Because of this, these stocks are ripe for fraudulent campaigns like the “short and distort,” so it’s always important to perform both fundamental AND technical analysis on the stocks and to dig deep to determine the validity of press releases and news.
Adding to the risk factor, low float stocks are more common for micro- or small-cap companies. These companies aren’t as established as large-cap companies and tend to have more volatility and risk inherently. So, the low float simply compounds this risk.
Rewards of Low Float Stocks
The good news is that just about everything that makes low float stocks risky also makes them potentially rewarding as well.
Because these stocks can have big moves, as a trader you can grab potential opportunities if you can predict or get ahead of the trend.
While news is generally a catalyst for movement in a low float stock, if you’re intelligent about keeping watchlists, conducting both fundamental and technical analysis, and identifying hot sectors, you can potentially benefit.
As I explain in my PennyStocking 101 guide, “since there’s not a lot of supply out there and if the company announces good news, ‘low float stocks’ can spike 50%, 100% or even 200% in a day whereas stocks with many publicly available shares can’t spike that much since there are sellers at every level on the way up willing to take profits.”
Now that you’ve evaluated the pros and cons of trading low float stocks, maybe you’re intrigued.
That leads to the next question: how to find low float stocks? There are two key indicators that you need to look at before you start trading low float stocks.
1. High Volume
When it comes to the stock market, volume equals movement.
Volume is the number of shares of a stock traded during a finite period of time. This is based on every transaction — because for every buyer, there is a seller. So every buy and every sell aren’t added to the volume separately, but rather as a single transaction unit.
Volume is an important indicator to use as part of your technical analysis because it can help you determine the strength of the price movement of a given stock within a given time period.
When a price moves, the bigger the volume, the bigger and more meaningful the overall move. This is particularly true for low float stocks. So when looking at low float stocks, be sure that they have sufficient volume before getting into a trade.
2. News Catalyst
The very fact that a stock is low float indicates that there is a relatively small supply of stock shares available for trading. This means that the supply and demand can shift on a dime.
So when a juicy news catalyst hits, it can strongly impact the price of a stock in question, causing it to rapidly rise (or fall, depending on the news) in price.
As a trader, it’s possible to profit both as the price goes up, or as the price goes down — it’s just a matter of figuring out which way the stock is moving.
How can you use the news to your advantage?

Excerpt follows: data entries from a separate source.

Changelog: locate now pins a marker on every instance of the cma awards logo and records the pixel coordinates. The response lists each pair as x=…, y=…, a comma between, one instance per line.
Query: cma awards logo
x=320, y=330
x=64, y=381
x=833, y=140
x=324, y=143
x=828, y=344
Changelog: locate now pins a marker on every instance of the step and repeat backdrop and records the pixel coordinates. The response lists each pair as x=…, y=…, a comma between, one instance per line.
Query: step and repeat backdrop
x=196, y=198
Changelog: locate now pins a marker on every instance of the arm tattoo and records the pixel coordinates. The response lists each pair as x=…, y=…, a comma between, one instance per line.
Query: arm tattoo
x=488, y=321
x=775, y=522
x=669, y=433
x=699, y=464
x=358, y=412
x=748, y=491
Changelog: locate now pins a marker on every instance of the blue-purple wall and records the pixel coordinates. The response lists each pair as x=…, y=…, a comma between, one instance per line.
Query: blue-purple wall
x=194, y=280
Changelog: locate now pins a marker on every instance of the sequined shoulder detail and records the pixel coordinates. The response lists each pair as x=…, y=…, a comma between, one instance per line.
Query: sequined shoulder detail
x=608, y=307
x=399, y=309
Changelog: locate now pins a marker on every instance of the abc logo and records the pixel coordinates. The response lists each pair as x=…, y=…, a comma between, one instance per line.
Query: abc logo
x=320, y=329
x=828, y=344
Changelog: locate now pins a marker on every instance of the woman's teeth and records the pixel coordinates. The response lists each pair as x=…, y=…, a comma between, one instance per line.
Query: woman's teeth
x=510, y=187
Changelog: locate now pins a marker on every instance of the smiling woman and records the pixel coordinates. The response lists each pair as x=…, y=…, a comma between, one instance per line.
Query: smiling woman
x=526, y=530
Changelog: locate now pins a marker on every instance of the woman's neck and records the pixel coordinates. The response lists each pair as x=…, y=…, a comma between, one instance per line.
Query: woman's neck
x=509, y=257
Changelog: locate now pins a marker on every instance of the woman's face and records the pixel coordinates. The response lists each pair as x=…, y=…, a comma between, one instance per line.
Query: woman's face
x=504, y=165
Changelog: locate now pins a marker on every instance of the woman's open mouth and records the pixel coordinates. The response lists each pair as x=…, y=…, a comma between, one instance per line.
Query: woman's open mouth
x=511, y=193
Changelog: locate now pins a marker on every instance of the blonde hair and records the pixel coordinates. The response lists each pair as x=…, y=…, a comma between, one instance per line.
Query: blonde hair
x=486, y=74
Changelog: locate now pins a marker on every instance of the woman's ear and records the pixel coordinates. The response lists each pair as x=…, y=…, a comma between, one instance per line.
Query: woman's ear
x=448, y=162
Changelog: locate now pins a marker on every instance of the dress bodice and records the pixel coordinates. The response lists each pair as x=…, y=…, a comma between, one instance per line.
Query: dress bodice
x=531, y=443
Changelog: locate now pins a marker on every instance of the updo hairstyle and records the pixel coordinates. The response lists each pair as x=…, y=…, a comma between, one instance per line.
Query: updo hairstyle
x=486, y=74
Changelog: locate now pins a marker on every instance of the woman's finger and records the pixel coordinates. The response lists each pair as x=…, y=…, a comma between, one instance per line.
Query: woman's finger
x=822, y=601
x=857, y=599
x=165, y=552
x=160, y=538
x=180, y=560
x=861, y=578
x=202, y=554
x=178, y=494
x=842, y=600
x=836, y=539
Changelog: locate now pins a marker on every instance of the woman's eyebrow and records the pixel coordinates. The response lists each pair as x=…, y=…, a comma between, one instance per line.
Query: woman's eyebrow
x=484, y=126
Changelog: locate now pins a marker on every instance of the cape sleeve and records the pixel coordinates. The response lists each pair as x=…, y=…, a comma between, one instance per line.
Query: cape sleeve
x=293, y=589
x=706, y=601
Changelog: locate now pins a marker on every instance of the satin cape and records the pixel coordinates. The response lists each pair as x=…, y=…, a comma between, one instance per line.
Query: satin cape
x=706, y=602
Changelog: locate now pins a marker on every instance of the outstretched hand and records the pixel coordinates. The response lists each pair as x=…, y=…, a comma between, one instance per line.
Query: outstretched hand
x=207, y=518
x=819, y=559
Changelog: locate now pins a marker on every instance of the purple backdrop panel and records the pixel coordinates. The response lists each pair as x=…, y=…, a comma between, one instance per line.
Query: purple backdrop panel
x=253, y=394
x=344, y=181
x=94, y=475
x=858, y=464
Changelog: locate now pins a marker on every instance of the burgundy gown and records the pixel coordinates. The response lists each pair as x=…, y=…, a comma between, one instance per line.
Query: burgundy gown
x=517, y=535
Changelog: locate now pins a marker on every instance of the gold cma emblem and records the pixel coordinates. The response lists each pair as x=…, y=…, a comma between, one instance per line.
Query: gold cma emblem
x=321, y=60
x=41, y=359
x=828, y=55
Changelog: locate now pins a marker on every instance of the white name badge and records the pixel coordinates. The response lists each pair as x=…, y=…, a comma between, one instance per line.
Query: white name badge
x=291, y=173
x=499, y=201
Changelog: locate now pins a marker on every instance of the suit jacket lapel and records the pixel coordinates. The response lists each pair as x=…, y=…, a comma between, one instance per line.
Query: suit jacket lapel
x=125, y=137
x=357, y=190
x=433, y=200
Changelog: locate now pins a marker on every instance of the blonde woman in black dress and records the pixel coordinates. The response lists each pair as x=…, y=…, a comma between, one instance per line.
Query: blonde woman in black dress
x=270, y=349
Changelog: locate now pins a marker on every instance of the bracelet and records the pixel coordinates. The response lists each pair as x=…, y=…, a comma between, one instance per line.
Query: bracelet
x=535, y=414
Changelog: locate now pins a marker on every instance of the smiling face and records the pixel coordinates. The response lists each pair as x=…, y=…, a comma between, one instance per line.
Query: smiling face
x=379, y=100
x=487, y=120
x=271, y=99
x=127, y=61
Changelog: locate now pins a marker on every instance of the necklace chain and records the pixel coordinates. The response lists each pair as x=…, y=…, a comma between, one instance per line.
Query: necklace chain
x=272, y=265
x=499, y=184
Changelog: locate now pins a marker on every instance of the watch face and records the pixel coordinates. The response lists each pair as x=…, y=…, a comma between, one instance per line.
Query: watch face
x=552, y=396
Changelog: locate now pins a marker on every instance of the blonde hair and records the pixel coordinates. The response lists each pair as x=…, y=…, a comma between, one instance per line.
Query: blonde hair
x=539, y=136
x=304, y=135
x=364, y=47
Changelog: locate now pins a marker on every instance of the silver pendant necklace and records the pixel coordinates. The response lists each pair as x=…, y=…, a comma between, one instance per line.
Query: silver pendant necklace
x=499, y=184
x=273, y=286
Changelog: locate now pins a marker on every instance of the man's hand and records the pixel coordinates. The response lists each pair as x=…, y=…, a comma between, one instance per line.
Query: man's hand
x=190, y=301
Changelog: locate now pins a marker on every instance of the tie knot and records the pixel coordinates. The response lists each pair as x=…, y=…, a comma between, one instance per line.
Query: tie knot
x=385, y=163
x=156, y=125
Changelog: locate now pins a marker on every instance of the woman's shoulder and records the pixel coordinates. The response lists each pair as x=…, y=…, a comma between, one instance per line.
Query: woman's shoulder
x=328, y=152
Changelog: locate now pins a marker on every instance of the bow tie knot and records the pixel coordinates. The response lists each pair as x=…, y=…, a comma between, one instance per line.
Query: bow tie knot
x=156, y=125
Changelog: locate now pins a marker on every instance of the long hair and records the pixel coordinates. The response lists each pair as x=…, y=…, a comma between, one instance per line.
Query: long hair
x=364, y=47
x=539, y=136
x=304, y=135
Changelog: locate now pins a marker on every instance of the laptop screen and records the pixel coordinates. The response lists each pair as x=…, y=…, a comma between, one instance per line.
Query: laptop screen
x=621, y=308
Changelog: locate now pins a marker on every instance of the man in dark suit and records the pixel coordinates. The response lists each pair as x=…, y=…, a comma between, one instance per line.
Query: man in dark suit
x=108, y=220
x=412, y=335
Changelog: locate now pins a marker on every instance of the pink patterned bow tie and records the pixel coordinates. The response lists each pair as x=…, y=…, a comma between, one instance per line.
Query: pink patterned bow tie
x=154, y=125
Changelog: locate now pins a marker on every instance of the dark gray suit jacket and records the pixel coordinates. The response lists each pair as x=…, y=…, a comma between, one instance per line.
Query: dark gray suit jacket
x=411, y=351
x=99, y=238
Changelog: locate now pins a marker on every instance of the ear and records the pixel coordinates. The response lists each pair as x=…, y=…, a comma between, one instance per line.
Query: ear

Be sure to research the catalyst to see if the news “has legs.” Cut through the bullshit of self-serving PR statements and try to find the real scoop yourself.
Be sure to back it up with research from the earnings reports and by checking out the stock’s charts to see if you can find any strong patterns.
If you’ve identified a strong news catalyst and can back it up with research, it’s a key indicator that a low float stock could be moving in ways that could offer trading opportunities.
Of course, I should add a caveat about rumors. Rumors can move a stock price, but you shouldn’t necessarily trust them!
The Bottom Line
Low float stocks can be a great way to profit off of the stock market if you are willing to do your research and make sure you have your analysis nailed down.
The fact that they are low float means that the volatility in the trade is going to be much higher. More volatility = More price action = More potential profit$$.